Great day at Great Lakes Underwater...

The Great Lakes Underwater Event co-hosted on Saturday, March 7th in Oswego by the New York Sea Grant and the Oswego Maritime Foundation proved, once again, to be an outstanding venue for presentations and discussions on underwater topics, and especially those affecting the Great Lakes. Keynote speaker Jim Kennard delivered two tour-de-force contributions. In the first, he caught the audience up to developments in the process of bringing last year's discovery of HMS Ontario into the public eye. Jim expects that an agreement concluded with a media production company will result before long in a film that allows everyone to enjoy 'access' to the historic shipwreck while providing an accurate context and background to its original role and purpose. His second talk, in the afternoon, focused on three shipwrecks discovered in the deeper waters of Lake Ontario, including the only surviving dagger-board schooner believed to exist.

Other speakers talked about such varied subjects as 'Mapping the Titanic', which outlined the effort to catalogue and geo-locate the artifacts recovered from that incredible site and the story of the U.S. Navy's first warship to sail the Great Lakes, the USS Oneida - an American participant in the War of 1812.

For those who wonder whether this event is worth the 200 Km drive from Kingston, which, incidentally, runs through some of the most beautiful countryside in Upper New York State, I can honestly say - Yes...

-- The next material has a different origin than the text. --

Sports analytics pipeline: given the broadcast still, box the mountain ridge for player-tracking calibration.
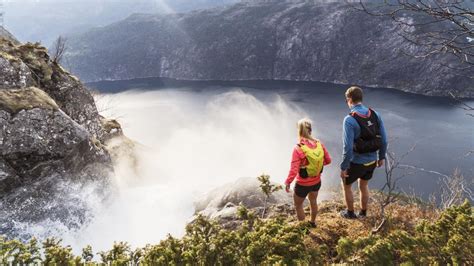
[67,2,474,97]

Congratulations - and a sincere thank you - to the organisers and their sponsors.

1 comment:

Anonymous said...

Sad day underwater at the Morton Street Wharf, access will soon disappear with the underwater dock at risk in the future as well.

Presented last night at a public forum in Kingston was the proposed Queens Performing Arts Centre at the Morton Street Wharf off of King Street. Long a neighborhood and community park for the launch of kayaks, swimmers, windsurfers, and scuba divers both east and west of the Stella Buck Building, this area has been offloaded by the city to Queens and will be no longer part of the public waterfront. Shore side access is set to disappear permanently. This site now has shoreline parking and direct access to the lake with an entry nothing like the break walls, boulders, and barricades found elsewhere. It would be a shame if more attention is not brought to the loss of this site by this blog.

Presented by the prime architects Snohetta at the public forum last night for public input, lacking were any details of the shoreline design certainly underway (more than likely by the local engineering firm responsible for most of shoreline alterations the last few decades in the Kingston area; HCCL) in a probable parallel process. Snohetta prides itself on integrating with the landscape but is absolving itself of the responsibility to enshrine and improve access cloaked in the guise of the separate approval process required with the conservation authority and the federal government. Queens has stated a desire to allow access to the waterfront, most likely it seems now that will include only the tweed clad and bespectacled by day and the crystal in hand evening gown set by night and not the dive clubs and others of the past.

Imagine shoreline boulders like those in front of the Time sculpture and parking set well back from the water’s edge and Queens Campus Security to complete the picture. There are some rumors of plans that show a dock over the underwater Morton Street Wharf. It would be a shame if the City of Kingston, Queens, and Snohetta eliminate the convenient and unique access to this historic underwater site.